In the same manner and in the interest of sustainable growth in this economy, Nigerians should be allowed to import items, which are neither on the import prohibition list of the Nigeria Customs Service nor in the list of items not valid for foreign exchange as stipulated by the Central Bank of Nigeria, and export the same to our neighbours in the West African subregion and other land locked countries on the continent. This practice, as seen in other countries, has shown the possibility of increasing the revenue of the government via the payment duties and taxes associated with importation. This will also lead to increased employment opportunities that are associated with the increase in trading activities. Legalising the exportation of imported goods will consequently increase the formal trade with West Africa countries and hence the availability of valid data for proper planning. Since the Exporters will now have to open NXP for their export trade, they will also be compelled to repatriate the funds which will in turn increase foreign exchange earnings of the nation. 
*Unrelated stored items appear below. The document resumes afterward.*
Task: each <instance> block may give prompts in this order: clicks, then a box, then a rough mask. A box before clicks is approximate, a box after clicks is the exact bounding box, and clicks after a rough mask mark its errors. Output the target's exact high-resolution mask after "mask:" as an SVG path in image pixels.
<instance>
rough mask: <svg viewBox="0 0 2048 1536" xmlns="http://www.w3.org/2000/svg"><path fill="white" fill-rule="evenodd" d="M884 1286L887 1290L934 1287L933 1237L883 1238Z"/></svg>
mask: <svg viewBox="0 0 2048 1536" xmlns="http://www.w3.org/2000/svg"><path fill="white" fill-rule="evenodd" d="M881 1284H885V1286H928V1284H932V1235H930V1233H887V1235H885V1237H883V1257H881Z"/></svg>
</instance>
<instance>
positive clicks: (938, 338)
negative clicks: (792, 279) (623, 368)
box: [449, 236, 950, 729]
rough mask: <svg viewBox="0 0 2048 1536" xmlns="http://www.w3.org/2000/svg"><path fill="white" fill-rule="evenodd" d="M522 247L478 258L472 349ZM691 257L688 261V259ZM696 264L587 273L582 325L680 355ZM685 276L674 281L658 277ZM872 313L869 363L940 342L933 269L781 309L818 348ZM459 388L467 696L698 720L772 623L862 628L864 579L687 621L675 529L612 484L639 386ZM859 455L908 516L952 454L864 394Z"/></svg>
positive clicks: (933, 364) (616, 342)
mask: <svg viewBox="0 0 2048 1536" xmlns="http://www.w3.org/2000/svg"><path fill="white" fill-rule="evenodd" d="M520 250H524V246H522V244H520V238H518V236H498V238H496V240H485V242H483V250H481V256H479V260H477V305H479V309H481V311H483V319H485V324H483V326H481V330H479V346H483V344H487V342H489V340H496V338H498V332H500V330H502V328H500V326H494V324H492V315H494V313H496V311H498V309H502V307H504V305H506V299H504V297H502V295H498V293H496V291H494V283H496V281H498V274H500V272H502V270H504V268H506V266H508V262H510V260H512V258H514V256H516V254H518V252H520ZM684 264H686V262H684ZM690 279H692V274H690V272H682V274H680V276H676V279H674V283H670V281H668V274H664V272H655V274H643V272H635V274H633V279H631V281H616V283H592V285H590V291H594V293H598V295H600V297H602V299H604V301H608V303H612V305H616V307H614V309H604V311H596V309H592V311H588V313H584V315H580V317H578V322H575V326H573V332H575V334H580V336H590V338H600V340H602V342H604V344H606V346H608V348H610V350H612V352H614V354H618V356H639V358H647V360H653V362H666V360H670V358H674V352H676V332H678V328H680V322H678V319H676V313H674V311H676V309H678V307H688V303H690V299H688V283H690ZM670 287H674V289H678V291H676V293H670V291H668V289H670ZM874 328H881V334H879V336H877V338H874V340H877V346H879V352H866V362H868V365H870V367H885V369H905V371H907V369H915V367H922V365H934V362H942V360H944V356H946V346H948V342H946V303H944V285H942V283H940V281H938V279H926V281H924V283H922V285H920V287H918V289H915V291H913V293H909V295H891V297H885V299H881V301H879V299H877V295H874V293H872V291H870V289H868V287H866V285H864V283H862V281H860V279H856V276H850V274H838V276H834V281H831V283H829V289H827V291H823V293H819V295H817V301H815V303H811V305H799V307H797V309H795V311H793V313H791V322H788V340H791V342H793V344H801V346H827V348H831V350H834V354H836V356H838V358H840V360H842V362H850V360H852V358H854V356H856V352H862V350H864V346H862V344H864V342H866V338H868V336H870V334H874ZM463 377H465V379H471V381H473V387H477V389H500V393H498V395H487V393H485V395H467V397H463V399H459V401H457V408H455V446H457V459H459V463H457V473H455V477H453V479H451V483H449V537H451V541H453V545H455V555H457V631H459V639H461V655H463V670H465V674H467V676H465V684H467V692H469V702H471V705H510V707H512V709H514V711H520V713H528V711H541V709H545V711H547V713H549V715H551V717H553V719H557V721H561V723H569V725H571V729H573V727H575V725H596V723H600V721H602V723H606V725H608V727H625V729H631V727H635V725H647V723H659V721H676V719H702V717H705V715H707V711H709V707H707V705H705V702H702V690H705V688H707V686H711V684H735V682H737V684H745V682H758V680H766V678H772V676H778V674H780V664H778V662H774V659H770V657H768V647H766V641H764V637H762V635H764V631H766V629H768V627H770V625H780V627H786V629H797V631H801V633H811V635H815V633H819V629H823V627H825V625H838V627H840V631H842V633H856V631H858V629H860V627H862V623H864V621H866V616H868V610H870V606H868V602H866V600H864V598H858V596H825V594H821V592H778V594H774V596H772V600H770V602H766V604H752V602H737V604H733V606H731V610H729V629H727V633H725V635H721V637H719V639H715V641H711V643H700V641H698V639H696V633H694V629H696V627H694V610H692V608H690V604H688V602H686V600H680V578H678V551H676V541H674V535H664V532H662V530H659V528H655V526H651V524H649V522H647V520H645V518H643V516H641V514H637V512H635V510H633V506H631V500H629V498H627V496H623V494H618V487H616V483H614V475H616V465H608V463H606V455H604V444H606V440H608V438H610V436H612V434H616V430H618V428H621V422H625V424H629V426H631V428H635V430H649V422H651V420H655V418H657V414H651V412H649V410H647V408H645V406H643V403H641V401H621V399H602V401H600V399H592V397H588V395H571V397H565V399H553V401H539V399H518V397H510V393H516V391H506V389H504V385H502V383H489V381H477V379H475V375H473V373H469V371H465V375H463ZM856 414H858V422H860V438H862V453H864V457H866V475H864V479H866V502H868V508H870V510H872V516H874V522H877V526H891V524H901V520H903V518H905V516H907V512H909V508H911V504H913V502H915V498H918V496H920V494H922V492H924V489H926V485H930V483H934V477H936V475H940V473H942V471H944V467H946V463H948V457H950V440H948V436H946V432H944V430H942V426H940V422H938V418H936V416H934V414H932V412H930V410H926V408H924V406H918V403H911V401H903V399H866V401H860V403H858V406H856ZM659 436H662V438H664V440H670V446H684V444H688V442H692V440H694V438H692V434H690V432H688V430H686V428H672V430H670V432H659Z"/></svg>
In conclusion, I will like to recommend that the Federal Ministry of Finance do a critical review of the policy prohibiting the exportation of imported goods in Nigeria with a view to changing this policy. The presidency should also setup an inter-ministerial committee that comprises of the Ministry of Finance , Ministry of Trade and Investment, the Central Bank of Nigeria together with other relevant stakeholders to jointly issue a guideline that will make this initiative a sustainable one. This guideline should contain a prohibition list that mainly include items that are currently being produced in Nigeria and exported to various African countries.

I am very sure that if the points raised in this article are well noted and the various suggestions acted upon, we will not just begin to see a reasonable increase in the volume and values of non-oil exportation out of Nigeria, but also the humongous economic benefits that comes with such policy as demonstrated in other parts of the world.